The proposed quantitative measurements are NOT suggested to replace semi-quantitative scores of meniscus lesions, as these quantitative measurements represent only indirect measurements of meniscus pathology. However, they do appear to provide robust and responsive measurements of meniscus extrusion and tibial coverage, with the latter not being directly assessed by the currently available scoring systems [1719]. Further, meniscus maceration is associated with a reduction in meniscus substance loss, and longitudinal measurements of meniscus volume, width and height may enhance the ability to track substance loss longitudinally in patients with knee osteoarthritis.
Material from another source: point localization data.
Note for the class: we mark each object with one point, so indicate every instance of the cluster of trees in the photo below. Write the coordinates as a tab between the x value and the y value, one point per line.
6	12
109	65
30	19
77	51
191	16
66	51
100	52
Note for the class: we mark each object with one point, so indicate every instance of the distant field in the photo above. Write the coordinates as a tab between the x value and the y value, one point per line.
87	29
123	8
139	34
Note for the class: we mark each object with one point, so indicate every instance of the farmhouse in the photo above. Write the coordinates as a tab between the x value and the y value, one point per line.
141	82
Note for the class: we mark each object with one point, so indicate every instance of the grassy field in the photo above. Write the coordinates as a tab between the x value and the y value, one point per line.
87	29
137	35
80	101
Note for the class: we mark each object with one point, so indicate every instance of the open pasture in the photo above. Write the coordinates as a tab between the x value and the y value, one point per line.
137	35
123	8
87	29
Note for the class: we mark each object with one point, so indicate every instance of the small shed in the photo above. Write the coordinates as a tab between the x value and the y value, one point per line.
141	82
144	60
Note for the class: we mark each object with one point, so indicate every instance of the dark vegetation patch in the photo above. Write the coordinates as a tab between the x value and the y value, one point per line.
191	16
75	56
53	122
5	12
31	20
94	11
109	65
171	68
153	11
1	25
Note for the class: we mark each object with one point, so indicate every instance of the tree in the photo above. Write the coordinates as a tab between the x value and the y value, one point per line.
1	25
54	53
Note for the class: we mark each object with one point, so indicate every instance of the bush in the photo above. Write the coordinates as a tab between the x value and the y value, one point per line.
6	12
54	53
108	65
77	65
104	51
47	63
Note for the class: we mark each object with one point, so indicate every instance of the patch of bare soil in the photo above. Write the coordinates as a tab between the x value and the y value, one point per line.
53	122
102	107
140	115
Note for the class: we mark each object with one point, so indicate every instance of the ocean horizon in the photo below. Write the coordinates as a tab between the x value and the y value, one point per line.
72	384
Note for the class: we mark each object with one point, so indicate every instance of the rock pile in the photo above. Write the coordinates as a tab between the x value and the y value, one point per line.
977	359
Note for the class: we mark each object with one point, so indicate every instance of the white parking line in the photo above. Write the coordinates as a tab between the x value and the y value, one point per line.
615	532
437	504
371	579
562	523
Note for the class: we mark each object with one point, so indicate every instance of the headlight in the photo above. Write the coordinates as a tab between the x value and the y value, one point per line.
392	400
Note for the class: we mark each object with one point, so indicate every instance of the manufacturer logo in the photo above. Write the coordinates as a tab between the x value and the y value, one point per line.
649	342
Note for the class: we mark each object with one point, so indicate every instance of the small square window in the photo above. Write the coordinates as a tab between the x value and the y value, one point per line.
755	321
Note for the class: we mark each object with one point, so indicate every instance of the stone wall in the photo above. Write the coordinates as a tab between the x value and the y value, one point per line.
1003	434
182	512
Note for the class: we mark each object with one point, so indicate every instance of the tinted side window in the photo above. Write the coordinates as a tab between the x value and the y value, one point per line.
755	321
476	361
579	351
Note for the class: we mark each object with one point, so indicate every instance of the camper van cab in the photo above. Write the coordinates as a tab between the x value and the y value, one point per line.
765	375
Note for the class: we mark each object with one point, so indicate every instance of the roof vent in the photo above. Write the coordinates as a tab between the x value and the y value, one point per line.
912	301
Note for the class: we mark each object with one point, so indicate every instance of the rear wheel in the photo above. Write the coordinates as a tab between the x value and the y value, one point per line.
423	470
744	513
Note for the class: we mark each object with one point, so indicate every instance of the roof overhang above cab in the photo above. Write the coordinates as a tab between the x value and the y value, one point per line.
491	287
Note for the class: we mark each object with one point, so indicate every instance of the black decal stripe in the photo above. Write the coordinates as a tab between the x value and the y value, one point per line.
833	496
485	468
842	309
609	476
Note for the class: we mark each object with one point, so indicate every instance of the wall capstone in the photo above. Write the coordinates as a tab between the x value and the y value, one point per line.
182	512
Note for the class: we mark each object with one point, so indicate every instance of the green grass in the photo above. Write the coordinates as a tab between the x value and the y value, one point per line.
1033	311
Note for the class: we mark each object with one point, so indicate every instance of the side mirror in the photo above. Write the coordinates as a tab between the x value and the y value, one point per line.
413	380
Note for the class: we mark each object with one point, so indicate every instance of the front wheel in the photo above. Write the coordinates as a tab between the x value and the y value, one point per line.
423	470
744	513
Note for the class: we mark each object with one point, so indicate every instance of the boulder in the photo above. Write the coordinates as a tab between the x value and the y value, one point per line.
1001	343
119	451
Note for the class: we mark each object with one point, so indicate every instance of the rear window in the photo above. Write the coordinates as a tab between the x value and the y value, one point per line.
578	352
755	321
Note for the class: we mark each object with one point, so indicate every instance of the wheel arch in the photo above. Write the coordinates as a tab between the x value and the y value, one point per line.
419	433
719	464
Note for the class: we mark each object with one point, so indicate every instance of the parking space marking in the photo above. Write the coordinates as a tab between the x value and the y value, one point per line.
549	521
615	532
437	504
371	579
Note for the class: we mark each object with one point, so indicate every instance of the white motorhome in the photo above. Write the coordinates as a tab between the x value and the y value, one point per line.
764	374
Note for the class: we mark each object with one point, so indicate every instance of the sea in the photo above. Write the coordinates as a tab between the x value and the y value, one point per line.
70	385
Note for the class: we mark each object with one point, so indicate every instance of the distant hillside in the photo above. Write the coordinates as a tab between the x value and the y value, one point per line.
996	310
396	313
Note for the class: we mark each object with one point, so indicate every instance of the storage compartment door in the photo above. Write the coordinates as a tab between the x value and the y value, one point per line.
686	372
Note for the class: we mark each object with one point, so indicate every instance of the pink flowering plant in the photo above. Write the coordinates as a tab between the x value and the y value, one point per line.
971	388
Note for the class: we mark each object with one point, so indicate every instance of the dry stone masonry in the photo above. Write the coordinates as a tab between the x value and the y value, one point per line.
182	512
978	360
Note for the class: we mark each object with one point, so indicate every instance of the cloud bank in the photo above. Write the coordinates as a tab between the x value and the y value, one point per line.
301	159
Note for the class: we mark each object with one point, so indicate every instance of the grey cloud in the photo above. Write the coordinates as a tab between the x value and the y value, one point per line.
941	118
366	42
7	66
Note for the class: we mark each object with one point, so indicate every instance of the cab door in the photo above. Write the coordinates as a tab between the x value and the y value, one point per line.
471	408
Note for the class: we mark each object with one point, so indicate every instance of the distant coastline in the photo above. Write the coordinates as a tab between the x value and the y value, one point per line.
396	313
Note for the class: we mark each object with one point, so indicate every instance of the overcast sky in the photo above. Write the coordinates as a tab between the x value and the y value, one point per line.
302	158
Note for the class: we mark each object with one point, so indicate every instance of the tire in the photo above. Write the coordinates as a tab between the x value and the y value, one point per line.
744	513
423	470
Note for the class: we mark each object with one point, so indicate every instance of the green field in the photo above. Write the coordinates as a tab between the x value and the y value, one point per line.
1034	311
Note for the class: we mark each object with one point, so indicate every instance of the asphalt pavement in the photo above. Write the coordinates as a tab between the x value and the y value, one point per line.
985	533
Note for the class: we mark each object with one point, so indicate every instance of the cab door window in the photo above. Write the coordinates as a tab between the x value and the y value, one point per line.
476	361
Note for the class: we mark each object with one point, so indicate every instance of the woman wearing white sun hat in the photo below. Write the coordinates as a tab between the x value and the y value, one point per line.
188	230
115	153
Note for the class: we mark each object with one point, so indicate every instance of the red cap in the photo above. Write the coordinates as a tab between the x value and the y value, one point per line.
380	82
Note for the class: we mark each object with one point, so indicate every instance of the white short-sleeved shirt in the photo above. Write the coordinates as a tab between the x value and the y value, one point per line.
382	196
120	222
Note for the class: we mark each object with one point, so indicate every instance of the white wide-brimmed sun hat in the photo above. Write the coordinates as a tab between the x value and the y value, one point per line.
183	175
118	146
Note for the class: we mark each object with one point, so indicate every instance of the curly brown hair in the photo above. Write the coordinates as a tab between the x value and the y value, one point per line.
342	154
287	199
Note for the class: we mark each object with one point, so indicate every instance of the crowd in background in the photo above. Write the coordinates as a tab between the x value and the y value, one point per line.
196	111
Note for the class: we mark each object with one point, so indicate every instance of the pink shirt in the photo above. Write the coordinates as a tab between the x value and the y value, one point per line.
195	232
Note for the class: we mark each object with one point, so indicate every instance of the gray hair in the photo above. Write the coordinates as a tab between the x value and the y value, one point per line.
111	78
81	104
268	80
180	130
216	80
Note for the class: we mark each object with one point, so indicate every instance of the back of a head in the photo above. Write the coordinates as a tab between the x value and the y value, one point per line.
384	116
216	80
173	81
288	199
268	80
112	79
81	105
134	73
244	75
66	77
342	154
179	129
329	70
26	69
A limitation of the current pilot study is the relatively small sample size, and that the observations were restricted to knees with medial radiographic JSN. Further studies are therefore needed to explore longitudinal change in quantitative 3D meniscus parameters in knees with early radiographic osteoarthritis (e.g., osteophytes, but no JSN), and to study the lateral meniscus longitudinally in subjects with lateral JSN. In this context, it is of note that our study showed that the change in tibial coverage was almost as strong laterally as medially. The observed decrease of lateral tibial plateau coverage appeared to result from a longitudinal reduction in meniscus width, but not from an increase in extrusion measurements; in the medial meniscus, in contrast, a longitudinal reduction in width and an increase in extrusion appeared to co-occur. Further, the longitudinal reduction in lateral meniscus width appeared to be at least partly compensated by an increase in mean height of the lateral meniscus, so that no significant change in volume was observed. However, there was a slight decrease in the maximum height of the lateral meniscus over time, suggesting that a change in lateral meniscus shape rather than in volume occurred. The medial meniscus, in contrast, displayed substantial substance loss (almost -10 %) over 2 years, with the reduction in height (-2 %) being less than that in width (-7 %), but with the change being in the same direction. The longitudinal changes observed in the medial meniscus appeared to be stronger in participants with greater baseline medial JSN grades, and in those with greater baseline maximum MOAKS lesions scores; however, this pilot study was underpowered to conclusively demonstrate statistically significant relationships with these potential determinants of longitudinal meniscus change.

The longitudinal volume change (substance loss) in the medial meniscus was strongest in the posterior horn, and was least in the anterior horn. At a subregional level, the greater volume loss appears to be related to the more advanced meniscus pathology in this sample, as expressed by the greater MOAKS lesion scores in the posterior than in the anterior horn [48]. Interestingly, there was also a statistically significant reduction in meniscus width of approximately 5 % in the lateral meniscus, despite a much smaller number of lesions [27, 31]; in this sample, there were only seven lesions noted in the posterior horn, ten in the central part, and five anteriorly (MOAKS lesion ≥ 1).

In conclusion, this is the first study reporting longitudinal change in quantitative 3D MRI measurements of the menisci in knee osteoarthritis, providing evidence that these measurements are sensitive to change. The 2-year standardized response mean (SRM) was greater when measuring the total meniscus in comparison to evaluating single images in central locations. No significant correlation was observed between the longitudinal increase in medial meniscus extrusion with age, sex or BMI, and the relationship with baseline JSN and MOAKS lesion or extrusion scores also failed to reach statistical significance. In knees with medial radiographic JSN, longitudinal observation differed for the medial and lateral meniscus, and the current findings recommend further exploration of quantitative meniscus measurement technology in knee osteoarthritis or other areas of application, such as meniscus transplantation.